Im Decision Referral Pathway verbesserte die KI durchweg die Sensitivität. Das galt für alle beteiligten Screening-Einheiten, alle Scannerhersteller, alle Brustdichte-Klassen und Läsionsgrößen.

Einschränkend erwähnte Umutlu, dass in dieser Studie ausschließlich Daten aus Deutschland und ausschließlich 2D-Mammographie eingegangen waren. Daten aus der wichtiger werdenden Digitalen Brust-Tomosynthese (DBT) wurden noch nicht berücksichtigt.

Befundungszeit und Intervallkarzinome – zwei weitere KI-Studien

Suzanne van Winkel et al. untersuchten den Einfluss einer unterstützenden KI auf die Genauigkeit und die Befundungszeit von DBT-Bildern (Eur Radiol 2021). Ihr Ergebnis: Ihre KI machte die Befundung schneller und erhöhte Sensitivität und Spezifität.

Wie sich eine KI auf die Häufigkeit von Intervallkarzinomen auswirkt, untersuchten Danalyn Byng et al. (Eur J Radiol 2022). Intervallkarzinome sind solche, die trotz der hohen Screening-Standards übersehen wurden. Ihr Ergebnis: Wäre im Screening unterstützend die KI hinzugezogen worden, hätten 21% der Intervallkarzinome schon im Screening erkannt werden können. 9,5% der retrospektiv abgrenzbaren Fälle waren zum Zeitpunkt der Detektion bereits fortgeschritten bzw. metastasiert.

Daten für weitere Forschung

Einen Bestand von nahezu 3,4 Millionen Datensätzen mit sehr heterogener Population und unter Einbeziehung auch der DBT präsentierten kürzlich Jiwoong Jeong et al. (Radiol Artif Intell. 2023). Zwanzig Prozent der Datensätze werden über das Amazon Web Services Open Data Program für die Forschung frei zugänglich gemacht.

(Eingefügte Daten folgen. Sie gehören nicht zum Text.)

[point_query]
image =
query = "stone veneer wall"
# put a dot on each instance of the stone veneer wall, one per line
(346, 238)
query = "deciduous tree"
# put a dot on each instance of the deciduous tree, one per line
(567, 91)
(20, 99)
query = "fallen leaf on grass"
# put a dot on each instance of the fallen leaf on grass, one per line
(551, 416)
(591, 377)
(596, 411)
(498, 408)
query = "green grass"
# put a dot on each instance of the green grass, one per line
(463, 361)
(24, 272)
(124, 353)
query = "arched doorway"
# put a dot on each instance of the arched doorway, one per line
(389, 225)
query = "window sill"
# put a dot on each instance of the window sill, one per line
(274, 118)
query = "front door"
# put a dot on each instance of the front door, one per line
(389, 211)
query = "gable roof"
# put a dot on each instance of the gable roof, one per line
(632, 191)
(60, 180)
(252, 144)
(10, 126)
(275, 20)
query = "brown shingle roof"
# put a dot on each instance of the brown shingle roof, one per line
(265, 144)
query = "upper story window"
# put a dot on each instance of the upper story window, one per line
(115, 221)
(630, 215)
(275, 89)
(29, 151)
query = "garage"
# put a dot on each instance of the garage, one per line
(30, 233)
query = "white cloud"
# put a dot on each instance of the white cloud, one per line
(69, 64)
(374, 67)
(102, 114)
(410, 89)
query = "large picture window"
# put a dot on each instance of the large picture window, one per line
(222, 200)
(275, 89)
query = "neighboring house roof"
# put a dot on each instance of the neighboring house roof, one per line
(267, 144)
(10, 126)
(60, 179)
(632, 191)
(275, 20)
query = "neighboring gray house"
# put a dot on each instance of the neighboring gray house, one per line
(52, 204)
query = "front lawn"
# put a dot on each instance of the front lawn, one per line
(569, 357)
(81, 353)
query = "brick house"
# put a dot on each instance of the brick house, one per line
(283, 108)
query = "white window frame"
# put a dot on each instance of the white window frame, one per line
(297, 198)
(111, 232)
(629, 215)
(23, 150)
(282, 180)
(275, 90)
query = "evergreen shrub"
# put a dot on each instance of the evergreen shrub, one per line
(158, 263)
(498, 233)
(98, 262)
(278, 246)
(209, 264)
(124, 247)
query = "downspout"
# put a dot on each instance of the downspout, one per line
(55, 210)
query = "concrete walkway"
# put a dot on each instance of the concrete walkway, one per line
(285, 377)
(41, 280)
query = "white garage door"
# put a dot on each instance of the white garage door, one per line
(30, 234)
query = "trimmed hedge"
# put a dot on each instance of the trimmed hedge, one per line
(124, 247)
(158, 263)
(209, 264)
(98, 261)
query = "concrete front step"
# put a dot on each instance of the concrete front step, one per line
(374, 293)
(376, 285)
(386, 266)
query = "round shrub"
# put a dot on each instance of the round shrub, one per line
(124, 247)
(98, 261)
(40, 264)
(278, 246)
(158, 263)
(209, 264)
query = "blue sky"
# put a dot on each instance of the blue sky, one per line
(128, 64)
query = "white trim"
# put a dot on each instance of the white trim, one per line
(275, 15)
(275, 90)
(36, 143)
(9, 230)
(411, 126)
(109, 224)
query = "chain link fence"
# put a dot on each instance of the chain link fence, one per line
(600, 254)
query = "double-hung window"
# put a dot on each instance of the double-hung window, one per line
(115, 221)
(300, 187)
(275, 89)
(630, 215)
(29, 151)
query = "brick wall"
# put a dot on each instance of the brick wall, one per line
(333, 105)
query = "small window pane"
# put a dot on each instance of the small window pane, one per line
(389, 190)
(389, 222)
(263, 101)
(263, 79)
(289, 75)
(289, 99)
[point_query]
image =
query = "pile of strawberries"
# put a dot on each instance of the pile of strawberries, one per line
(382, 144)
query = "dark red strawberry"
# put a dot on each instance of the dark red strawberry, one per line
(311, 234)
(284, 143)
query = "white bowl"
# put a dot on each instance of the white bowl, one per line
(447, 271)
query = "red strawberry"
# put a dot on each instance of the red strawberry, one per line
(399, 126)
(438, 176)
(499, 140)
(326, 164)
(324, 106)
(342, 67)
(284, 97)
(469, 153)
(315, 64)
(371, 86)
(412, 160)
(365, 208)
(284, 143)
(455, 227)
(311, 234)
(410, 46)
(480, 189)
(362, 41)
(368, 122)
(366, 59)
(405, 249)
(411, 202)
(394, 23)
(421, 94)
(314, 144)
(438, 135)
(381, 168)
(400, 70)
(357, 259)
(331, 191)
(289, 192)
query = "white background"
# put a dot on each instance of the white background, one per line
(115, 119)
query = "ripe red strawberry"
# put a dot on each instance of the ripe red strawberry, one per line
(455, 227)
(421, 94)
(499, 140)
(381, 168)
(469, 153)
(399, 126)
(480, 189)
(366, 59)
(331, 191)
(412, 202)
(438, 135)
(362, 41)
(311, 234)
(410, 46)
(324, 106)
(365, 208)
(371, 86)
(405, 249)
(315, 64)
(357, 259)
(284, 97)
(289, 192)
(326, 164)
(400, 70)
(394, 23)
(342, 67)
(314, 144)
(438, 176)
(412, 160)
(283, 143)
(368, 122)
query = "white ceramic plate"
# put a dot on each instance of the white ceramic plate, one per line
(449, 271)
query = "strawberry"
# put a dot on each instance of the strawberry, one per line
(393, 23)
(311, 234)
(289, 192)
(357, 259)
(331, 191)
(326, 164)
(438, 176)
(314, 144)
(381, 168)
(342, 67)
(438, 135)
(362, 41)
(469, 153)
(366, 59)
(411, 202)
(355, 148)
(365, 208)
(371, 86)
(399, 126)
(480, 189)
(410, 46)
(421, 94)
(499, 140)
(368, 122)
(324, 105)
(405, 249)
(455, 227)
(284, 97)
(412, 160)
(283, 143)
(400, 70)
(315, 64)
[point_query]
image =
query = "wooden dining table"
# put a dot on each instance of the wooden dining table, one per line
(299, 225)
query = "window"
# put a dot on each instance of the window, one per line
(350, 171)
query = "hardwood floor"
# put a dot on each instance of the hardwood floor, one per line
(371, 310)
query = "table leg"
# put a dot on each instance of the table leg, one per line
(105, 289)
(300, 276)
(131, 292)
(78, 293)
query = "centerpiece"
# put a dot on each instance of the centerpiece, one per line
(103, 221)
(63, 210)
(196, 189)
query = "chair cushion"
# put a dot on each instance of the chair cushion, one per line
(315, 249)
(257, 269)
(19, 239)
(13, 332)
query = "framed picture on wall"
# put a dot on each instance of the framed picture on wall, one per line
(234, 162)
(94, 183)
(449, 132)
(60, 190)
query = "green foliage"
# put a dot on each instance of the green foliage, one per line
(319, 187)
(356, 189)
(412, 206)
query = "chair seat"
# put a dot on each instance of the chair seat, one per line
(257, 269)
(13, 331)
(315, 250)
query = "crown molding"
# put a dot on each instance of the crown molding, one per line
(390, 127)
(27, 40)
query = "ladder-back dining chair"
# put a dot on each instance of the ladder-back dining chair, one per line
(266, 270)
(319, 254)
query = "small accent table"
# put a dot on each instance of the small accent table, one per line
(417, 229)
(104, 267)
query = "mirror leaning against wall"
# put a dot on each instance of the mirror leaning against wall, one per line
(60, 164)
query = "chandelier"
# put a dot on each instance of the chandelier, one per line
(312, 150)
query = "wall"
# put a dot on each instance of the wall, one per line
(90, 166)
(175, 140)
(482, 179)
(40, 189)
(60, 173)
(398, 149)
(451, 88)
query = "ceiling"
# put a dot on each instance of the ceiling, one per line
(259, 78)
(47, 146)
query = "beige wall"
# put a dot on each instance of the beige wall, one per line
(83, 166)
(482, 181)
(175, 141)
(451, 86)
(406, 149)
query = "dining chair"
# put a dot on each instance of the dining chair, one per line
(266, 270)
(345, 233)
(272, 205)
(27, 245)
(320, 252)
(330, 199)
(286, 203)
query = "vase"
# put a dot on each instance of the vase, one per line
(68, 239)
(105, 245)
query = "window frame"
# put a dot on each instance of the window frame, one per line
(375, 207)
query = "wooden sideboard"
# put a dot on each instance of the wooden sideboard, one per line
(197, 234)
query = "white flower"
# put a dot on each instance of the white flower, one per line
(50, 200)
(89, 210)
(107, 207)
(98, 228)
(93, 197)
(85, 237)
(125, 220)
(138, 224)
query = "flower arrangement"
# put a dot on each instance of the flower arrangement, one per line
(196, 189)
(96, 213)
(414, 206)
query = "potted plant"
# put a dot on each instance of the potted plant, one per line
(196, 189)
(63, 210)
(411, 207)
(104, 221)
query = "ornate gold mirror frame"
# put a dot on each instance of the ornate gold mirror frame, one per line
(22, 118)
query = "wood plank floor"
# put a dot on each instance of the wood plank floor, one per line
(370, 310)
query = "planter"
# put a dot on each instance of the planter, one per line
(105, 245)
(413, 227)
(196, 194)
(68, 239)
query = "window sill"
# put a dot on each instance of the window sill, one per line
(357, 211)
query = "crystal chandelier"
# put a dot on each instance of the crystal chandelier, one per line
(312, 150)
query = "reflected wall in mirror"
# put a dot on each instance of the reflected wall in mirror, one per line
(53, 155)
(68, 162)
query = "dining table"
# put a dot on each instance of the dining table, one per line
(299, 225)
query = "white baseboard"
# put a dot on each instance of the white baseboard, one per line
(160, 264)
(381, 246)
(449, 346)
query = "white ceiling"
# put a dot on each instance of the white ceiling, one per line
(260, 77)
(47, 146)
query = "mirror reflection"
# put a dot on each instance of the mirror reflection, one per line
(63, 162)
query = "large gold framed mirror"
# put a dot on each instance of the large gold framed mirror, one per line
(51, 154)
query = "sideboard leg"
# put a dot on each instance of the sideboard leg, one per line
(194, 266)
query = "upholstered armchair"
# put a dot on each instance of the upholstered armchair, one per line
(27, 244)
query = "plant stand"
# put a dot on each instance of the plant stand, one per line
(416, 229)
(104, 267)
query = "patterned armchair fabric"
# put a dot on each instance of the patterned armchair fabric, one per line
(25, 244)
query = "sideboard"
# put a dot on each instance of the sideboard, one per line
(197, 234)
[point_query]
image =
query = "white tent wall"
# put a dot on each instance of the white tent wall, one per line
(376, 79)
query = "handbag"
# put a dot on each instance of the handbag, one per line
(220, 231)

Ausblick – EU-Kommission noch nicht überzeugt

Die Einführung in den klinischen Alltag dürfte noch einige Jahre auf sich warten lassen, weil die EU-Kommission der KI-Anwendung im Brustkrebs-Screening noch nicht zugestimmt hat, so Umutlu. Um diesen Prozess voranzutreiben, forderte Umutlu die Radiolog:innen dazu auf, international zusammenzuarbeiten und dabei die nationalen Arbeitsgruppen einzubeziehen.

Referenzen

Byng D et al. AI-based prevention of interval cancers in a national mammography screening program. Eur J Radiol. 2022 Jul;152:110321.

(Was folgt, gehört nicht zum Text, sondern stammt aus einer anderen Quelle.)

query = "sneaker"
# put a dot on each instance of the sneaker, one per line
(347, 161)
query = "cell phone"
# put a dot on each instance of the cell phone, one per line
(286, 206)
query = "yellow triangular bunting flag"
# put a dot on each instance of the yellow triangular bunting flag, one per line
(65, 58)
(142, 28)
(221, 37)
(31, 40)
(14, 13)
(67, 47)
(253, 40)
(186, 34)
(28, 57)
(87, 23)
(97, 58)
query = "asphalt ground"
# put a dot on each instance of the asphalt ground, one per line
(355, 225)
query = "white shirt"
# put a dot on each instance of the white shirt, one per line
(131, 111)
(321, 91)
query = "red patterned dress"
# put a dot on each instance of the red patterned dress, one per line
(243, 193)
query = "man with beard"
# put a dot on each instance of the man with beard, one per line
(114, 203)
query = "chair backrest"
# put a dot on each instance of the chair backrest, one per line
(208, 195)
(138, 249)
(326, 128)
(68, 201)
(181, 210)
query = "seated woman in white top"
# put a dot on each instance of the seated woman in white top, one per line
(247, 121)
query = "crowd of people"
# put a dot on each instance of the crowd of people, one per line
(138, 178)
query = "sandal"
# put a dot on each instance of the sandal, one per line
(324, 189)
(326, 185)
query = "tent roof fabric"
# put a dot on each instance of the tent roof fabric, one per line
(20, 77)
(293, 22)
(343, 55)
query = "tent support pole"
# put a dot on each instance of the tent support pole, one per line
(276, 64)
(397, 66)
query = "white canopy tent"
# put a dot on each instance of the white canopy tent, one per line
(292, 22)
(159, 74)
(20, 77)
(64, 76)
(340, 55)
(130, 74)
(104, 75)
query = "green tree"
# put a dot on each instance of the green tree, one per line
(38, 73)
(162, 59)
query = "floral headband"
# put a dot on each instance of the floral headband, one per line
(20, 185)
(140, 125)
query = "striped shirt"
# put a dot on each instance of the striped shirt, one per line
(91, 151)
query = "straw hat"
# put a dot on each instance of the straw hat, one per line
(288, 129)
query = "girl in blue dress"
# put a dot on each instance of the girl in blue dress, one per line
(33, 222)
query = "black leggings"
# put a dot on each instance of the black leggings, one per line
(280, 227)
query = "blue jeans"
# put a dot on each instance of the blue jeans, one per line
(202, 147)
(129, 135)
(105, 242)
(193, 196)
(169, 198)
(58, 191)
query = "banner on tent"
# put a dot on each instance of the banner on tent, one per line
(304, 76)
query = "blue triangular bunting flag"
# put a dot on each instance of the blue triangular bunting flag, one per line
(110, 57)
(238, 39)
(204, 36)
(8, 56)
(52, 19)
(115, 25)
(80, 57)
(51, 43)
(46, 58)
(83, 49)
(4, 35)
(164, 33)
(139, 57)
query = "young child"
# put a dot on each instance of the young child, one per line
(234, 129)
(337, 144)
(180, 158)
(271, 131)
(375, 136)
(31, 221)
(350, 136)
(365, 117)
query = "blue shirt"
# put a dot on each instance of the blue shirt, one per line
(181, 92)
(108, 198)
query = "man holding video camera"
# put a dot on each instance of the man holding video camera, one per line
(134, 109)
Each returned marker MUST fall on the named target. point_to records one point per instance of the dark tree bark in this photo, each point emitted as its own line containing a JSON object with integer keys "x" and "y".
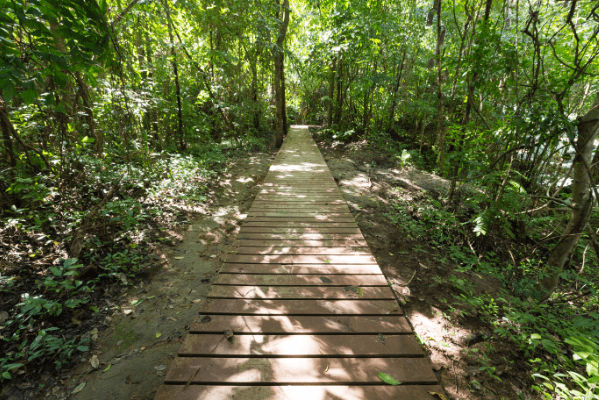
{"x": 279, "y": 81}
{"x": 331, "y": 91}
{"x": 441, "y": 140}
{"x": 180, "y": 140}
{"x": 582, "y": 200}
{"x": 7, "y": 133}
{"x": 395, "y": 91}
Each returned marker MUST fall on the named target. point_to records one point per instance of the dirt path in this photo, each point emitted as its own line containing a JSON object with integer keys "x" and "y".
{"x": 145, "y": 328}
{"x": 420, "y": 278}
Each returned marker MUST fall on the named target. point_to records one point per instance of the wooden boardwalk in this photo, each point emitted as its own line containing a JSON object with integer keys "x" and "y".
{"x": 301, "y": 309}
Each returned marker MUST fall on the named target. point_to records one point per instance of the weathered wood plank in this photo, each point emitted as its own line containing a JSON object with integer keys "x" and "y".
{"x": 300, "y": 345}
{"x": 301, "y": 280}
{"x": 301, "y": 250}
{"x": 301, "y": 292}
{"x": 319, "y": 269}
{"x": 299, "y": 392}
{"x": 300, "y": 259}
{"x": 301, "y": 307}
{"x": 298, "y": 370}
{"x": 277, "y": 324}
{"x": 302, "y": 243}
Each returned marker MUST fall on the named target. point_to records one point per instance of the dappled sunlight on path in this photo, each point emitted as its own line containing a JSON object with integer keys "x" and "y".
{"x": 300, "y": 308}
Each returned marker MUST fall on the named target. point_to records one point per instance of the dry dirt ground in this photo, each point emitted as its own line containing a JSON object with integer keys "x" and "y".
{"x": 142, "y": 330}
{"x": 143, "y": 327}
{"x": 370, "y": 183}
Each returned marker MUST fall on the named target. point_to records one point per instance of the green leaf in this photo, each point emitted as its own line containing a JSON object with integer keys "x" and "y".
{"x": 390, "y": 380}
{"x": 29, "y": 95}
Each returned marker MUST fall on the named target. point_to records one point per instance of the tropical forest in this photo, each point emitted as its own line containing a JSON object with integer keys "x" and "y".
{"x": 462, "y": 138}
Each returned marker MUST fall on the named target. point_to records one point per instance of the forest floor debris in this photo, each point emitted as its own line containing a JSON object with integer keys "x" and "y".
{"x": 455, "y": 346}
{"x": 134, "y": 337}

Jeong JJ et al. The EMory BrEast imaging Dataset (EMBED): A Racially Diverse, Granular Dataset of 3.4 Million Screening and Diagnostic Mammographic Images. Radiol Artif Intell 2023;5(1):e220047.

Leibig C et al. Combining the strengths of radiologists and AI for breast cancer screening: a retrospective analysis. Lancet Digit Health 2022;4(7):e507-e519.

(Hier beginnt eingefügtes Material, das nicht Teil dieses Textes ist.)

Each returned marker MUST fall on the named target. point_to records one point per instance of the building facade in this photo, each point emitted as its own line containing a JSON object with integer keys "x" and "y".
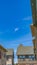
{"x": 2, "y": 55}
{"x": 34, "y": 25}
{"x": 10, "y": 57}
{"x": 25, "y": 55}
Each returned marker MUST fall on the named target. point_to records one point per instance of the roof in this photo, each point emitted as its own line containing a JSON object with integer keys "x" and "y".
{"x": 34, "y": 11}
{"x": 25, "y": 50}
{"x": 2, "y": 48}
{"x": 10, "y": 52}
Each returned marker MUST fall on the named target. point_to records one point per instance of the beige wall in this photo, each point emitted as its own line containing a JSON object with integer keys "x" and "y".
{"x": 3, "y": 59}
{"x": 34, "y": 34}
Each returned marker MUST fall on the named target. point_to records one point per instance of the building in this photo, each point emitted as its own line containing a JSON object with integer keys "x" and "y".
{"x": 34, "y": 25}
{"x": 10, "y": 57}
{"x": 34, "y": 11}
{"x": 2, "y": 55}
{"x": 25, "y": 55}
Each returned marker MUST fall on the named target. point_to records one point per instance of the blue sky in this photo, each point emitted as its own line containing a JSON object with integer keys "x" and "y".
{"x": 15, "y": 20}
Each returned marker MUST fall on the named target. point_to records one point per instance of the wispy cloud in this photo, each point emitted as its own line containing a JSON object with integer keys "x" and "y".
{"x": 16, "y": 29}
{"x": 27, "y": 18}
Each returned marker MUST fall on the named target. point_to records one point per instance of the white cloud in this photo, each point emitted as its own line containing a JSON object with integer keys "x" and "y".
{"x": 28, "y": 18}
{"x": 16, "y": 29}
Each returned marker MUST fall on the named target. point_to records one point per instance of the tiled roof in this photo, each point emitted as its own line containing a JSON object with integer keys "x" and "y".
{"x": 10, "y": 52}
{"x": 25, "y": 50}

McKinney SM et al. International evaluation of an AI system for breast cancer screening. Nature 2020;577:89–94

van Winkel SL et al. Impact of artificial intelligence support on accuracy and reading time in breast tomosynthesis image interpretation: a multi-reader multi-case study. Eur Radiol 2021;31(11):8682-8691.